The phase-out has been coming down the pipeline since 2003, and it’s already paying off: Canada’s Pembina Institute found that greenhouse emissions from Ontario’s energy sector fell by 30 million tons in the last decade.
The move is made somewhat easier by the fact that Ontario was never a major coal addict to begin with: In 2011, less than three percent of its total power generation came from coal; that same year in the US, the share was 42 percent. And part of what has tended to make coal so intractible in the US—thousands of jobs on the line—is a non-issue for Ontario, which never had its own coal mining industry, importing most of its supply from the US, Bentley said. The province, although a net electricity exporter, also imports a little of its power from adjacent US states and Canadian provinces; a spokesperson for Ontario’s Independent Electricity System Operator said they had no way to know whether any of the imported power came from coal-fired plants.
Ramping down coal over the last several years has given Bentley time to shore up other energy resources to fill the supply gap, including a booming wind industry—which more than tripled in the last five years—and, like in the US, a growing dependency on natural gas.

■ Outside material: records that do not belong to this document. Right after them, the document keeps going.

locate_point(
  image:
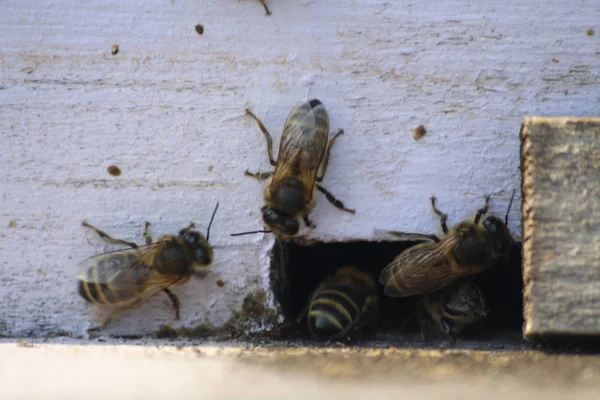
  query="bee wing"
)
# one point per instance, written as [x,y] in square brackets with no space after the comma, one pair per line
[125,273]
[408,237]
[103,268]
[302,145]
[419,270]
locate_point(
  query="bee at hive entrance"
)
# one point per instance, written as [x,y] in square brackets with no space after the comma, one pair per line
[298,269]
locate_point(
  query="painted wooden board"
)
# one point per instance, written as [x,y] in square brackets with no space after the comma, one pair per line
[561,226]
[168,109]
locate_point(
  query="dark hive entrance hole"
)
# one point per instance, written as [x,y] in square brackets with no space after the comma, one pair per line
[298,269]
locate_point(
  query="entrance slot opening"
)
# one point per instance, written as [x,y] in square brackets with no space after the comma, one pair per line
[298,268]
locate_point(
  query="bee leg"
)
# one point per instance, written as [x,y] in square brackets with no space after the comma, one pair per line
[424,325]
[443,216]
[483,210]
[104,236]
[174,300]
[261,176]
[448,329]
[147,235]
[265,6]
[308,222]
[333,200]
[323,168]
[266,133]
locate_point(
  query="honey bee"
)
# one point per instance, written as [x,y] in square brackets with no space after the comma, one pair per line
[344,301]
[123,279]
[452,310]
[468,249]
[300,167]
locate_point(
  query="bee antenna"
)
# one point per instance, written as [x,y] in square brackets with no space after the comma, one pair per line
[249,233]
[212,218]
[509,205]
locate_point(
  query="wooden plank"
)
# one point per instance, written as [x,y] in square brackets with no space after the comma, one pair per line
[168,109]
[561,226]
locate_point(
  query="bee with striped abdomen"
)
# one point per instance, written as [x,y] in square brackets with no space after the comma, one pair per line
[452,310]
[301,164]
[468,249]
[344,301]
[123,279]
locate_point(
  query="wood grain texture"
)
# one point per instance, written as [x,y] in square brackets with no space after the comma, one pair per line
[561,226]
[168,110]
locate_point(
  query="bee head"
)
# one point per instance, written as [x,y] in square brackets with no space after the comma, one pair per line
[281,224]
[289,196]
[465,301]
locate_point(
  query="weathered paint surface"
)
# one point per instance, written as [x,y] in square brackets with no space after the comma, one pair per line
[168,110]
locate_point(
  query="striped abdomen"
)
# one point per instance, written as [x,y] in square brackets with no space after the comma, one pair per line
[106,285]
[339,304]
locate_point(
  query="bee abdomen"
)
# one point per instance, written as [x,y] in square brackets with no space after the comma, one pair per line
[333,312]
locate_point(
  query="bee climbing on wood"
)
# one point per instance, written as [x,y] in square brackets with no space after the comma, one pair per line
[467,249]
[124,279]
[290,193]
[452,310]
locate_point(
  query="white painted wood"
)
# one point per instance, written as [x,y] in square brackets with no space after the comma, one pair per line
[168,109]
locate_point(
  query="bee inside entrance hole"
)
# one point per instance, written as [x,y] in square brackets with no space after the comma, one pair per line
[298,269]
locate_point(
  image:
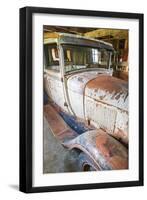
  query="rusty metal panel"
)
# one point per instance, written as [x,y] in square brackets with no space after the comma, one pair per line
[109,90]
[57,125]
[105,151]
[54,89]
[100,115]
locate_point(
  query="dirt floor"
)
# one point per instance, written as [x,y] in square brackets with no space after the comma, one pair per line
[56,158]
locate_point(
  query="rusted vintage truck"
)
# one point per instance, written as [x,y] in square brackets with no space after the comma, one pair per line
[86,108]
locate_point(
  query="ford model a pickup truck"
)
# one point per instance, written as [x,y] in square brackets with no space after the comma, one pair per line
[87,107]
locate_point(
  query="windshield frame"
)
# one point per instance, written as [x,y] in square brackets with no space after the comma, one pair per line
[101,69]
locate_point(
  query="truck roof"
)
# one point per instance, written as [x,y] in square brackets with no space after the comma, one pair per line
[67,38]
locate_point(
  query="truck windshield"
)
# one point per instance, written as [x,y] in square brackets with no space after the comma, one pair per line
[81,57]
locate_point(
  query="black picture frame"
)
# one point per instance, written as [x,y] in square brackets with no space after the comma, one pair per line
[26,119]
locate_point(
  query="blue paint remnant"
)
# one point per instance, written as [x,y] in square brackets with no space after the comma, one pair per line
[79,127]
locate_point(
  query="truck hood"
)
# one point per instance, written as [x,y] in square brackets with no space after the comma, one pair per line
[100,87]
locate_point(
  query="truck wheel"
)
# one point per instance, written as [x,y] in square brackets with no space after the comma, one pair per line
[85,163]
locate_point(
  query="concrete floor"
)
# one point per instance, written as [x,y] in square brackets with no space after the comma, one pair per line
[56,158]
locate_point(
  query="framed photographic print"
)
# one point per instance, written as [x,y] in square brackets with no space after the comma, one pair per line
[81,99]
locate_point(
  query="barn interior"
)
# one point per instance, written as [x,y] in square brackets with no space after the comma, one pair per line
[118,38]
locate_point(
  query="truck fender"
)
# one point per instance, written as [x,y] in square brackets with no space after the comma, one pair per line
[104,151]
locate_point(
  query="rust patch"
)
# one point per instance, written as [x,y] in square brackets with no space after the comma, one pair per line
[108,83]
[113,151]
[59,128]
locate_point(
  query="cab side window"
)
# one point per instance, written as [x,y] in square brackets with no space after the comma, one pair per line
[51,57]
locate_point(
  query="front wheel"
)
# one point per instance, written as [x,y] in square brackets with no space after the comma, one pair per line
[85,163]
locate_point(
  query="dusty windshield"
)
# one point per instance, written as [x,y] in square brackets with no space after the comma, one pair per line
[81,57]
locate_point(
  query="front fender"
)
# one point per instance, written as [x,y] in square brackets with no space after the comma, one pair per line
[105,151]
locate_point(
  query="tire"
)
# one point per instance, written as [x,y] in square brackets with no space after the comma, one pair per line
[85,163]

Down here south of the border, although our appetite for coal is waning, industry lobbyists and GOP pols from states like West Virginia are raising hell, and we’re still pretty far from zero. And even though the US has its own unique challenges in confronting coal compared to Ontario, Bentley says he learned one thing from his experience cutting it out that can apply to his US counterparts: “There are far more people who are supportive than the critics would like you to believe.”